Les voitures électriques sont-elles vraiment écolo ?

La voiture électrique promet d'en finir avec le pétrole et les gaz à effet de serre. Mais ce véhicule est-il réellement moins polluant qu'une voiture thermique ?

Par la rédaction d'Allodocteurs.fr

Rédigé le February 12, 2019 , mis à jour le February 13, 2019

Les pots d'échappement pétaradants, c'est du passé. La voiture du futur, c'est la voiture électrique. Facile à entretenir, silencieuse, et surtout moins polluante, elle présenterait de nombreux atouts. A en croire les publicités, grâce aux voitures électriques on respirerait mieux. 

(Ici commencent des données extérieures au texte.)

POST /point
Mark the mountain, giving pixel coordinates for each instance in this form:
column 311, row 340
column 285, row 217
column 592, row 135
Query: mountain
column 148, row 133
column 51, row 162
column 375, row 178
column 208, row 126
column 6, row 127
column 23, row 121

Une fabrication très polluante

Mais si la voiture électrique est présentée comme étant une voiture zéro émission, sa fabrication est extrêmement polluante. Et la partie la plus polluante à fabriquer est la batterie. Elle est composée de métaux rares : du graphite, du lithium, du cobalt, du nickel, du manganèse par exemple. Des composants qui sont tout sauf propres. Pour en extraire quelques kilos, il faut broyer des tonnes et des tonnes de roches. Et pour les raffiner, il faut utiliser des produits chimiques extrêmement polluants.

A peine sortie d'usine, la voiture électrique a donc une dette carbone plus importante qu'un véhicule classique qui roule au pétrole. Mais sur le long terme, l'électrique a bien un intérêt écologique comme l'explique Jérémie Almosni, chef du service Transport et Mobilités de l'Agence de l'environnement (ADEME) : "Pour compenser cette dette carbone au moment de la mise sur le marché de ce véhicule, qui n'émet aucun gaz à effet de serre, aucun polluant lorsqu'il circule, il faut que le véhicule électrique se substitue à un véhicule thermique avec un usage intensif. Il faut qu'il y ait beaucoup de kilomètres derrière".

Une voiture "zéro émission" ? Pas vraiment...

Mais une voiture reste une voiture et quel que soit son moteur, elle pollue : "On a des émissions de particules causées à l'échappement du véhicule. Mais aussi tout autour de l'environnement du véhicule. Et les plaquettes de frein sont responsables autour de 50% des émissions de particules d'un véhicule", précise Jérémie Almosni, "donc que l'on soit véhicule électrique versus véhicule thermique, ce qui va compter c'est le poids du véhicule. Plus le véhicule est lourd, plus le véhicule émettra des particules de frein".

Bien sûr, on peut espérer une révolution technologique. Des innovations qui dans un futur proche nous affranchiront du pétrole. Et pourquoi pas même des métaux rares. Mais d'autres solutions existent, inutile d'aller les chercher très loin. Il s'agit d'avoir de bons comportements. Ainsi, passer d'une personne par véhicule à deux personnes par véhicule tous les jours aurait un impact significatif en termes d'émission de gaz à effet de serre et de réduction des émissions de polluants atmosphériques. Alors moteur thermique ou électrique ? Pour une transition énergétique réussie, le plus simple c'est encore, quand on le peut, de s'en passer...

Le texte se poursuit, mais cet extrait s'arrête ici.